I am having issues using Manipulate to plot the (numeric) solution to an ODE for different parameter values.


I have a code that has several stages, which seem to all work when I do them one after another. This code solves a system of ODEs (for particular parameter values), then does a parametric plot of the solution.

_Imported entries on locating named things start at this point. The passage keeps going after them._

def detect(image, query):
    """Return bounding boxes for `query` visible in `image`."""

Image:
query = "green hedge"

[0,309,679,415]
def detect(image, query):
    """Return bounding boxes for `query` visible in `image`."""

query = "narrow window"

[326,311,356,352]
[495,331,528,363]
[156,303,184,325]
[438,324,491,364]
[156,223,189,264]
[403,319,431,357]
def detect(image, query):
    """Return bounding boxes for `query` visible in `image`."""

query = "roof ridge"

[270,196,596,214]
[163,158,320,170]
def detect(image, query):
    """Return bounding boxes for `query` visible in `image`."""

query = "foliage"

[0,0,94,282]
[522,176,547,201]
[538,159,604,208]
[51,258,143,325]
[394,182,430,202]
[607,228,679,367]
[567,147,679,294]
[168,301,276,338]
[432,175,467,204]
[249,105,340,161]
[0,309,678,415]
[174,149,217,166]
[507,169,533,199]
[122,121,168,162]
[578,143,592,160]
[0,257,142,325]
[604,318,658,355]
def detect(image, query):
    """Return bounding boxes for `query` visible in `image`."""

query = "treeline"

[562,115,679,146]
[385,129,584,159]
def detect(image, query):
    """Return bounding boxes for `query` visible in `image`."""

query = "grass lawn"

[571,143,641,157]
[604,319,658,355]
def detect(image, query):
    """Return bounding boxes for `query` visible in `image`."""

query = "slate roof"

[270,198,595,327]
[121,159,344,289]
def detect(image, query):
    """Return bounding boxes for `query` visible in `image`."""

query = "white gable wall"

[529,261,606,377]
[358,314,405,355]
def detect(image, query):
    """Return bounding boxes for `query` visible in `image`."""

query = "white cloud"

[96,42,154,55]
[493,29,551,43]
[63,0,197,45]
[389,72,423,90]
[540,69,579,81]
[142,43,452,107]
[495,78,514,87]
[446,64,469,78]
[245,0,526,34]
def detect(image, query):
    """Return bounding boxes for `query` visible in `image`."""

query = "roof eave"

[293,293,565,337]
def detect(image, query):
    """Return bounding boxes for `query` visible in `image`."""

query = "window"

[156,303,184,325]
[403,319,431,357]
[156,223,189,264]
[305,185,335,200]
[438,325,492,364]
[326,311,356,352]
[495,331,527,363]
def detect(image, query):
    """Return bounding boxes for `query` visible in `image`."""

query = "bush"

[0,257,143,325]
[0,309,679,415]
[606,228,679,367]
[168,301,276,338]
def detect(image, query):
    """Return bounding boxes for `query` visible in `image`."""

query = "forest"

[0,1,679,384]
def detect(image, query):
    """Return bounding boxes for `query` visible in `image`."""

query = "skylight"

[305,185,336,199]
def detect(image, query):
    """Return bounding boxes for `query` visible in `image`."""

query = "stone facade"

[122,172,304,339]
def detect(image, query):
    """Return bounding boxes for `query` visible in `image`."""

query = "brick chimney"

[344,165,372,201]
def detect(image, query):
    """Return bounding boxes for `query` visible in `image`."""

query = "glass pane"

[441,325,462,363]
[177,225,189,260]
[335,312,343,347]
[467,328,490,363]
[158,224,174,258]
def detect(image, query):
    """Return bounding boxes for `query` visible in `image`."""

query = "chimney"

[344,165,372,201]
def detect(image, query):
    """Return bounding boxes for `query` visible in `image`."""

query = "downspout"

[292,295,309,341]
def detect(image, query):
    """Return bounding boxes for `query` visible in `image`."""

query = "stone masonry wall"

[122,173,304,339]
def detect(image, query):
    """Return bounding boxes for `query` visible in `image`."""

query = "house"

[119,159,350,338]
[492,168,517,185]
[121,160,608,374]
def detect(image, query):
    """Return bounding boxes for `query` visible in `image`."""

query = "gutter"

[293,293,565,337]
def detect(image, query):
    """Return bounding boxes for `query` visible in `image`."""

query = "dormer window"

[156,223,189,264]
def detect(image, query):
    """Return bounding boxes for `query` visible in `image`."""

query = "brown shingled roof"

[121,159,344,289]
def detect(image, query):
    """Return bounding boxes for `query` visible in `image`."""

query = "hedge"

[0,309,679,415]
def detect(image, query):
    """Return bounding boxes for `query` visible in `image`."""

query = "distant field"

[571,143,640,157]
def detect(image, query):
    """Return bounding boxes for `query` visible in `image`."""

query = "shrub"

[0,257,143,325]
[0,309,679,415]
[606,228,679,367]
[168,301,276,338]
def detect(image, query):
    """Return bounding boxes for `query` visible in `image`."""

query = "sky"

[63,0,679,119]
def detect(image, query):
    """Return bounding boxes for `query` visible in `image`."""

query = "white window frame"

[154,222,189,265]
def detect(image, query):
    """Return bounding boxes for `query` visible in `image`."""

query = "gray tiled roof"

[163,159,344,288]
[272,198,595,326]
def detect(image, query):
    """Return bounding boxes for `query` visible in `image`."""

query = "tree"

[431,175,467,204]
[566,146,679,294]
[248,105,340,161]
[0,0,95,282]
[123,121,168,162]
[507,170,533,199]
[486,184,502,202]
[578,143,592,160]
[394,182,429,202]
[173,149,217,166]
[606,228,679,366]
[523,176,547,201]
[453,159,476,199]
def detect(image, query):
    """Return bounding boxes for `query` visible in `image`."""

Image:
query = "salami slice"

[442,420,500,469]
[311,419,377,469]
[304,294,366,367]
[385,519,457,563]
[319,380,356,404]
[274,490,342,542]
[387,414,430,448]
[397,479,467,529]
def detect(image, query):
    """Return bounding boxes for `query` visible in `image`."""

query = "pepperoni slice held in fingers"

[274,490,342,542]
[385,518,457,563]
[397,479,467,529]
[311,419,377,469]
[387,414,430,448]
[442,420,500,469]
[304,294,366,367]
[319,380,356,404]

The problem is I need to put the lines together to wrap them around with Manipulate (for I can do this code again easily for different parameter values), and this is causing me a lot of pain.


My initial code is:


(*this is my ODE*)

unforced[x0_, p0_, α_:α, δ_:δ] := 

{x'[t] == p[t], 
 p'[t] == -α x[t] - δ p[t] + α (x[t])^3, 
 x[0] == x0, 
 p[0] == p0
}

(*Choose some parameter values*)

α = -1, δ = 1


(*Solve my ODE*)

s = NDSolve[unforced[x0 = 1, p0 = 1], {x, p}, {t, 20}]

(*Plot It*)

ParametricPlot[Evaluate[{x[t], p[t]} /. s], {t, 0, 20}]

But now I want to be able to Manipulate the parameter values α and δ. So I start putting the lines of code together... and problems happen.


ParametricPlot[Evaluate[{x[t], p[t]}/.

               NDSolve[{x'[t] == p[t], 
                        p'[t] == -α x[t] - δ p[t] + α (x[t])^3, 
                        x[0] == 1, p[0] == 0}, {x, p}, {t, 20}]], {t, 0, 20}]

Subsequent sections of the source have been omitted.